Por outro lado, já tivemos a oportunidade de perguntar a uma Juíza Presidente de um Tribunal do Júri o porquê de estar o réu algemado, se havia alguma justificativa concreta para tanto. A resposta que recebemos foi: "Pois é, a gente fica numa situação bem delicada aqui". Imagino eu a situação delicada do réu, Excelência. Estamos aí diante de um local totalmente vigiado pelo Estado, com diversos policiais às portas, não havendo, portanto, um contexto concreto de perigo, não se justificando, em princípio, o uso das algemas.

Então, quais as situações em que a súmula admite o uso das algemas? São elas:

  • Resistência à prisão;
  • Fundado receio de fuga;
  • Fundado receio à integridade física de qualquer pessoa: do preso, de terceiros ou policiais.

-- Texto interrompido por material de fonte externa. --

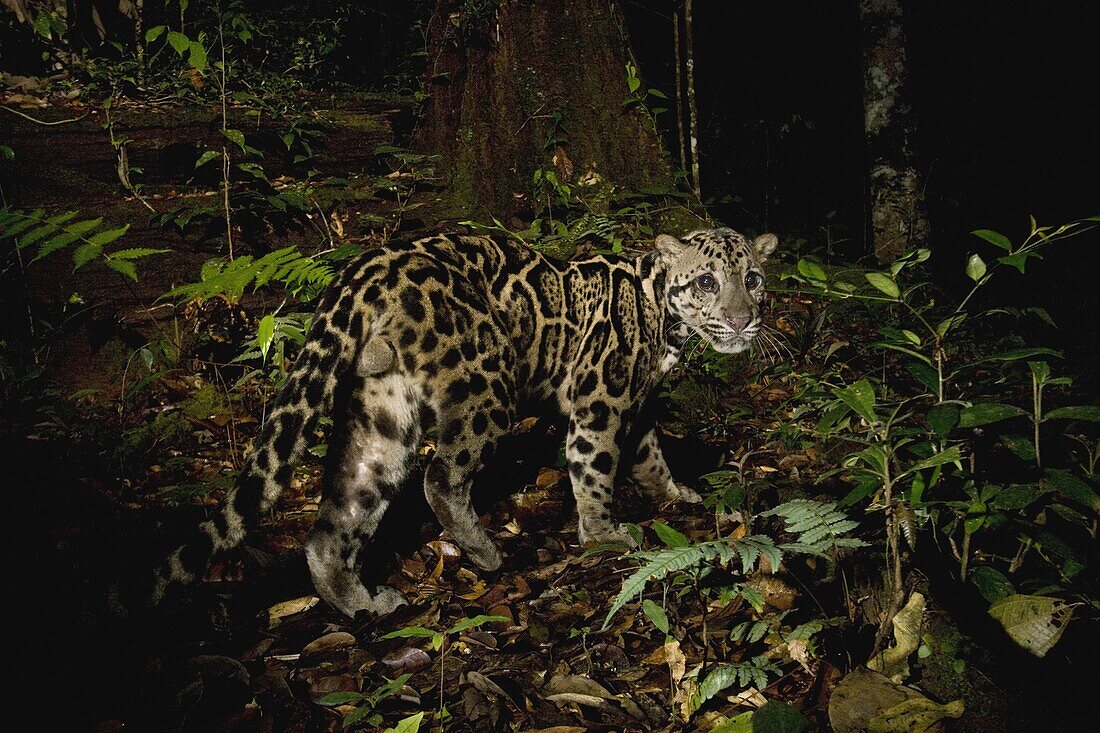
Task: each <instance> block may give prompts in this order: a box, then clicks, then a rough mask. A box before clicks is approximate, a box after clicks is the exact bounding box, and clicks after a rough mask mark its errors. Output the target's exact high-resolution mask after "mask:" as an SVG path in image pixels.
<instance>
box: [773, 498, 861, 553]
mask: <svg viewBox="0 0 1100 733" xmlns="http://www.w3.org/2000/svg"><path fill="white" fill-rule="evenodd" d="M760 516H781V517H783V519H784V521H785V523H787V530H788V532H789V533H791V534H793V535H798V539H796V540H795V541H793V543H787V544H784V545H780V548H782V549H785V550H790V551H793V553H806V554H811V555H825V554H826V553H827V551H828V550H831V549H837V548H839V547H864V546H866V545H867V543H865V541H864V540H861V539H856V538H854V537H845V536H844V535H845V534H846V533H848V532H851V530H853V529H855V528H856V527H858V526H859V523H858V522H855V521H853V519H849V518H848V515H847V514H845V513H844V512H843V511H840V510H838V508H837V503H836V502H818V501H813V500H810V499H795V500H793V501H789V502H784V503H783V504H780V505H779V506H775V507H773V508H770V510H768V511H767V512H761V513H760Z"/></svg>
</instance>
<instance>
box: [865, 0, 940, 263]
mask: <svg viewBox="0 0 1100 733" xmlns="http://www.w3.org/2000/svg"><path fill="white" fill-rule="evenodd" d="M859 15H860V35H861V46H862V57H864V132H865V135H866V138H867V150H868V161H869V164H870V168H869V172H868V182H869V188H870V190H869V198H870V207H871V216H870V219H871V221H870V223H871V227H870V232H869V233H870V234H871V237H870V248H869V249H870V250H871V251H872V252H873V253H875V255H876V256H877V258H878V260H879V261H880V262H890V261H892V260H894V259H897V258H898V256H899V255H900V254H901V253H902V252H904V251H905V250H908V249H911V248H913V247H919V245H921V244H923V243H925V241H926V240H927V238H928V220H927V218H926V216H925V212H924V206H923V201H922V200H921V194H922V186H923V184H922V180H921V175H920V174H919V173H917V171H916V166H915V157H916V156H915V151H914V136H915V133H916V119H915V116H914V114H913V110H912V108H911V107H910V105H909V100H908V97H906V88H905V76H906V65H905V32H904V24H903V18H902V9H901V0H860V2H859Z"/></svg>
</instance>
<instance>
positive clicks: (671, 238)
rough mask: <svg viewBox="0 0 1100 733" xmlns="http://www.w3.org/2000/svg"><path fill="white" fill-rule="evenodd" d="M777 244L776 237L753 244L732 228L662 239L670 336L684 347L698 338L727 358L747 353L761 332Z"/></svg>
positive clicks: (760, 236) (697, 230)
mask: <svg viewBox="0 0 1100 733" xmlns="http://www.w3.org/2000/svg"><path fill="white" fill-rule="evenodd" d="M778 243H779V239H777V237H775V236H774V234H760V236H759V237H757V238H756V239H753V240H751V241H749V240H748V239H746V238H745V237H744V236H741V234H739V233H737V232H736V231H734V230H733V229H700V230H696V231H693V232H691V233H690V234H686V236H685V237H683V238H681V239H676V238H675V237H670V236H668V234H660V236H659V237H658V238H657V241H656V245H657V251H658V253H659V256H660V258H661V260H663V262H664V264H665V267H667V276H665V277H667V280H665V297H667V304H668V327H669V331H670V336H671V337H673V338H678V339H679V340H680V341H681V342H682V341H685V340H686V339H687V338H689V337H690V336H691V335H692V333H696V335H698V336H701V337H703V338H704V339H705V340H706V341H707V342H709V343H711V346H713V347H714V350H715V351H720V352H723V353H736V352H738V351H744V350H745V349H747V348H748V347H749V343H750V342H751V341H752V339H753V338H755V337H756V336H757V333H759V332H760V328H761V322H760V303H761V302H762V300H763V295H764V287H763V285H764V283H763V281H764V273H763V266H762V265H763V262H764V260H767V259H768V255H769V254H771V253H772V251H773V250H774V249H775V245H777V244H778Z"/></svg>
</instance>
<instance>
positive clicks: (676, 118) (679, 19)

Qual a formalidade que a súmula exige em todo caso de uso de algemas? Que se fundamente o seu uso por escrito. Quanto a esta fundamentação escrita, diz Renato Brasileiro: "Da leitura da súmula vinculante n. 11 do STF depreende-se que, sendo necessária a utilização de algemas, seja para prevenir, impedir ou dificultar a fuga do capturando, seja para evitar agressão do preso contra policiais, contra terceiros ou contra si mesmo, será indispensável a lavratura de auto de utilização de algemas pela autoridade competente. O ideal é que este auto de utilização de algemas seja lavrado tão logo efetuada a captura do agente, nos mesmos moldes em que se lavra o chamado auto de resistência. No entanto, a depender das circunstâncias do caso concreto, nada impede que a menção à situação fática que legitimou o uso de algemas seja feita no bojo do próprio auto de prisão em flagrante delito. De todo modo, caso isso não seja possível (v.g., hipótese em que o capturando tenha que ser transportado para outra cidade), nada impede que essa justificativa seja lavrada quando da chegada do indivíduo à delegacia de polícia."[1]

E quais as consequências possíveis para o caso de desrespeito à súmula?

  • Responsabilidade disciplinar, civil e penal do agente ou da autoridade - são instâncias autônomas e independentes, não havendo que se falar em "bis in idem", isto é, pode sim o agente responder com todas estas espécies de sanções;
  • Nulidade da prisão ou do ato processual a que se refere - quanto à nulidade de ato processual, segundo jurisprudência do STF, para a sua decretação deve ter havido prejuízo à defesa. (...) é de registrar-se, tal como assinalado pelo Ministério Público Federal em seu douto parecer, que o uso injustificado de algemas em audiência, ainda que impugnado em momento procedimentalmente adequado, traduziria causa de nulidade meramente relativa, de modo que o seu eventual reconhecimento exigiria a demonstração inequívoca, pelo interessado, de efetivo prejuízo à defesa (...). Rcl 16.292 AgR, voto do rel. min. Celso de Mello, 2ª T, j. 15-3-2016, DJE 80 de 26-4-2016;
  • Responsabilidade civil do Estado - responsabilidade objetiva do Estado, sem necessidade de se provar dolo ou culpa do agente que se equivocou no uso das algemas. Não obstante, caso o Estado, posteriormente, queira processar seu agente, o fará em ação de regresso, devendo aí provar o dolo ou culpa de seu servidor (responsabilidade subjetiva, em ação de regresso).

BIBLIOGRAFIA:

[1] LIMA, Renato Brasileiro de. Manual de jurisprudência criminal - volume único. 2ª ed. São Paulo: Juspodivm, 2022, p. 258.